Rates keep rising, and long-term care insurers hold the reins
John Thielbahr got an unpleasant holiday surprise this year: an enormous increase in the “level” premiums for his long-term care insurance policy.
Within a couple of weeks, he and his wife – and everyone else in Washington who holds the same kind of policy through Met Life – will be paying 41 percent more a month for coverage of the various steep costs that come with long illnesses or health care needs late in life. The Thielbahrs face a difficult choice: Pay a lot more, get a lot less, or risk the life-crushing debt that can come with long-term health care.
“We’re stunned right now,” said Thielbahr, a 68-year-old retiree living in Pullman. “I’m not sure what we’re going to do.”
Thielbahr and his wife are caught in the vice that is the modern American health care system: The cost simply goes up, up, up. Insurers would argue they’re caught in the same vice. Met Life’s rate increase was approved by state regulators after it opened its books last year: The company drastically underestimated claims costs, and was paying out about $1.31 for every $1 in premiums it took in nationwide, said Stephanie Marquis, spokeswoman for the Washington Office of the Insurance Commissioner.
Met Life is by no means the only example. For several years, long-term care costs have risen at two to three times the inflation rate. Though there is great variety in costs based on location and the type of services, between 2004 and 2010 the price of long-term care increased between 31 percent and 47 percent, according to a report prepared by Prudential.
As a result, “we have seen some very high increases for long-term care insurance,” Marquis said.
All these trends are expected to continue. The Prudential report noted that in the next 20 years, the number of people older than 65 is expected to double, reaching about a fifth of the national population. Those people are living longer and longer. Some 70 percent are expected to need some form of long-term care, and nearly a third are expected to need nursing-home care.
Seniors are not alone in this – though they’re getting hit from all directions. As a country, our health care spending has exploded; between 1990 and 2008, overall health care spending tripled. This has put pressure on everyone – on governments, businesses and individuals.
According to figures filed with the Insurance Commissioner’s office, Met Life’s claims payments have risen much faster than its premiums in recent years. Marquis said that long-term care insurance is a relatively new product, and that actuarial estimates for costs made in years past have proven to be well below the actual costs.
So, yeah, things are tough all over. But the thing that sticks in the craw about Thielbahr’s experience – or yours, or mine, or any individual’s experience in relation to a large organization – is how quickly the terms of our “agreements” change these days, and how powerless we are in the face of it. The recession seems to have exacerbated the imbalance between organizations and people – or maybe it has merely clarified the relationship.
More and more it feels as though we make agreements with organizations that we are expected, even morally bound, to keep – deals with our employers, deals with our banks, deals with our governments, deals with our insurance companies – only to discover that these organizations can and will change these terms as their needs change.

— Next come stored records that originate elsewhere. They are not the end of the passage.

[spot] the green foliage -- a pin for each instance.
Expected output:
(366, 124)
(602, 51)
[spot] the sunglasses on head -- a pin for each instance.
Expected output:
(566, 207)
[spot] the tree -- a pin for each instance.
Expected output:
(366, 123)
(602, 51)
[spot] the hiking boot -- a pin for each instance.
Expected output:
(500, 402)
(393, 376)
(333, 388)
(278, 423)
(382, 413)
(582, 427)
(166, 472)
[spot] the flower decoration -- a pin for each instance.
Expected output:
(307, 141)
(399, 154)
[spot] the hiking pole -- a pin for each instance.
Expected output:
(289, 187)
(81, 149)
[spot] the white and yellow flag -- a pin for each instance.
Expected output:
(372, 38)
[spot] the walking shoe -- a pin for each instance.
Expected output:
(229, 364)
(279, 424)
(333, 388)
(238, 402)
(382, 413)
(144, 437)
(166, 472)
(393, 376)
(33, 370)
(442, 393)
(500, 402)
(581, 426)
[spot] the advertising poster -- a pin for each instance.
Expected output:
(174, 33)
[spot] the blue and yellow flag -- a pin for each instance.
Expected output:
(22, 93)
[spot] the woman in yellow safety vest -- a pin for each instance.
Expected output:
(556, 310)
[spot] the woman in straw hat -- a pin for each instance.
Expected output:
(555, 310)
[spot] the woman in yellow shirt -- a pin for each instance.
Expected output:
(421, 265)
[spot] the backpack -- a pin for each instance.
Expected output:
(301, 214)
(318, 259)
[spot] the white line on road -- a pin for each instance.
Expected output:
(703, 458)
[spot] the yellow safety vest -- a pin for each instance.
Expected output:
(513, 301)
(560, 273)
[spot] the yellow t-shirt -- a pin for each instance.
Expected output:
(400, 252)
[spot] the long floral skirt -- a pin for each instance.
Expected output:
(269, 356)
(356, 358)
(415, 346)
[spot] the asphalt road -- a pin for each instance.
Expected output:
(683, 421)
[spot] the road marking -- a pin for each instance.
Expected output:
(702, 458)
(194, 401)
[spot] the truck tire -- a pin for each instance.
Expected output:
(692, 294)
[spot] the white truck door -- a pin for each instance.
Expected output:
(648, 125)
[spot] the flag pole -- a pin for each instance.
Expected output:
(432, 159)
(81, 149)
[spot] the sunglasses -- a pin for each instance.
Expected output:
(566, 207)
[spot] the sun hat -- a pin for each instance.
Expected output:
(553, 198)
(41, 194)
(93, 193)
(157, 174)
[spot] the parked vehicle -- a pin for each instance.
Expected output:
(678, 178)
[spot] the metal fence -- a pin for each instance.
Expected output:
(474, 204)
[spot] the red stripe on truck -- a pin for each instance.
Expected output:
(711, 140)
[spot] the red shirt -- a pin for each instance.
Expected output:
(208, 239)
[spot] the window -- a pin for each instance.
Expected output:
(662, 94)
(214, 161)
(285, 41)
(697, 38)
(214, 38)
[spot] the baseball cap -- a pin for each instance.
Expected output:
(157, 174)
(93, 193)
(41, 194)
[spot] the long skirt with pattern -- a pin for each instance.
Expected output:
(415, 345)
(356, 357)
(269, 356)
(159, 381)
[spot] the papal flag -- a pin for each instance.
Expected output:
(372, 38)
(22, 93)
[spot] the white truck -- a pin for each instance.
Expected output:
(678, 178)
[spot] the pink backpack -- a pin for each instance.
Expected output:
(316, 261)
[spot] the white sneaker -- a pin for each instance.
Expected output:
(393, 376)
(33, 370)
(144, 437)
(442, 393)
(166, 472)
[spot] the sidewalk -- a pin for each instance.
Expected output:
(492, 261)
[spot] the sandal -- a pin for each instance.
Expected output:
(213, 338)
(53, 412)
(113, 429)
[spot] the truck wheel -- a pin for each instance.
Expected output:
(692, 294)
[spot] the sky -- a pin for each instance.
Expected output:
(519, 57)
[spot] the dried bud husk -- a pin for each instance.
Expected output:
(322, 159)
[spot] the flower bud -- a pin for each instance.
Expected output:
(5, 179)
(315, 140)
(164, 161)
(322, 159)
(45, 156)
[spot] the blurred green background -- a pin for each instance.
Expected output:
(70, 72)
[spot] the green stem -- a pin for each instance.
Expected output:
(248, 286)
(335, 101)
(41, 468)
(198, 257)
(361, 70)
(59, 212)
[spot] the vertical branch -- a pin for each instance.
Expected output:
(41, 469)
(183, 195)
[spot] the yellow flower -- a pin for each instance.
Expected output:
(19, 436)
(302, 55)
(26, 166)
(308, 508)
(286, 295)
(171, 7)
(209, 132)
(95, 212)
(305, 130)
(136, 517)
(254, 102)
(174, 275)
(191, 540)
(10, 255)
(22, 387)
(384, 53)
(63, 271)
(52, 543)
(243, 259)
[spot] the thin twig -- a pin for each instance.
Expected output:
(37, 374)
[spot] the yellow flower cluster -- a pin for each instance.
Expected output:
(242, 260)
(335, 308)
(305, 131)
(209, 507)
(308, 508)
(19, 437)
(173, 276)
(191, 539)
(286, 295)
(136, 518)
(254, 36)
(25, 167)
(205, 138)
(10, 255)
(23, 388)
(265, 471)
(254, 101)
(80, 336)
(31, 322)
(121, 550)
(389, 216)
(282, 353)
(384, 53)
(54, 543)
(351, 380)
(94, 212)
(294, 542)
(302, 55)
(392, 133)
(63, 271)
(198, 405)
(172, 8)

Your paycheck or pension? Renegotiable. Your interest rate? Adjustable. Your fee schedule? Fluid. Your premiums? In flux.
Unless you want to change them, that is. Unless you find yourself suddenly unable to keep your part of the bargain. Imagine the prospects if you approached your employer thus: “I know I originally agreed to work here for X hours a week in exchange for X dollars, but since then my time has been stretched incredibly thin. We’ve had a baby and gotten very busy with our ailing parents – my whole time economy has gone into the tank, really. I simply don’t have X hours to give anymore, so I’m going to offer you fewer hours a week for the same pay … ”
Utter lunacy. Absolute insanity. Absurdly naïve.
But switch the terms and the parties, and we’re right back in the real world. The way it is. Stop whining about it.
Thielbahr is not some commie. He spent 25 years in the private sector, including working for Citicorp. He finished his career at Washington State University as director of professional education in the school’s distance-learning program. He understands that the cost of long-term care is going up, up, up, and that annual adjustments for inflation are a part of the deal. He thinks perhaps it’s not his fault that Met Life underestimated those costs so drastically.
“They miscalculated – well, OK,” he said. “An insurance company is nothing but legions of actuaries doing number crunching. So they blew it. Why should senior citizens have to bail them out?”
He’s considering “going naked,” he says – living without long-term care insurance. But he looks ahead, and he knows what can happen. Take Alzheimer’s disease. It’s something he thinks about.
“No one can stay at home with that,” he said. “I don’t have any symptoms and chances are I’ll escape … but one never knows.”